MPF vai questionar Meta no Brasil sobre mudanças anunciadas nos EUA por Zuckerberg

MPF vai questionar Meta no Brasil sobre mudanças anunciadas nos EUA por Zuckerberg
Publicado em 08/01/2025 às 9:42

O Ministério Público Federal (MPF) vai enviar ofícios à Meta, empresa que controla o Facebook, Instagram e WhatsApp, para esclarecer se as novas diretrizes anunciadas por Mark Zuckerberg, nessa terça-feira (7), nos EUA, também serão implementadas no Brasil. A informação foi confirmada pelo próprio órgão à CNN, de acordo com a emissora brasileira.

O MPF busca entender se a filial brasileira seguirá os passos da matriz nos Estados Unidos, que anunciou o fim do programa de checagem de fatos, substituindo-o pelo sistema “Notas da Comunidade”, semelhante ao modelo utilizado pelo X, antiga plataforma Twitter, de Elon Musk.

Os questionamentos do MPF integram um inquérito civil aberto em 2021, que investiga a responsabilidade das grandes empresas de tecnologia nos conteúdos publicados em suas redes.
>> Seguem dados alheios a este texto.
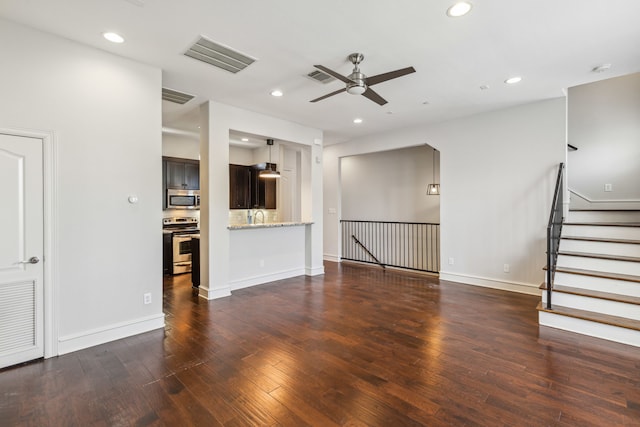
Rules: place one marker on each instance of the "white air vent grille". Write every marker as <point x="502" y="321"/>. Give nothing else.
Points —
<point x="219" y="56"/>
<point x="17" y="317"/>
<point x="321" y="77"/>
<point x="175" y="96"/>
A Meta já é alvo dessa investigação e, no ano passado, foi acionada pelo órgão a pagar uma indenização de R$ 1,7 bilhão por violações relacionadas aos direitos de usuários.

Procuradores apontaram preocupação com o anúncio de Zuckerberg, que indicou que as novas políticas “começarão nos Estados Unidos”, insinuando uma possível expansão para outros países.

Segundo fontes do MPF, essa mudança pode contrariar normas já vigentes em diversos locais, inclusive recomendações feitas pela própria procuradoria no Brasil e atendidas pela Meta para regular conteúdos.

A avaliação preliminar no MPF é de que a decisão da Meta reflete interesses econômicos nos Estados Unidos, alinhados ao governo de Donald Trump, recém-eleito presidente. A estratégia, contudo, pode gerar dificuldades para enfrentar processos de regulação em curso em diferentes países.

De acordo com a emissora citando fontes, caso a Meta adote as novas regras e relaxe o controle de conteúdos no Brasil, o STF pode ‘endurecer’ sua posição, ampliando a responsabilidade das empresas sobre publicações de usuários. 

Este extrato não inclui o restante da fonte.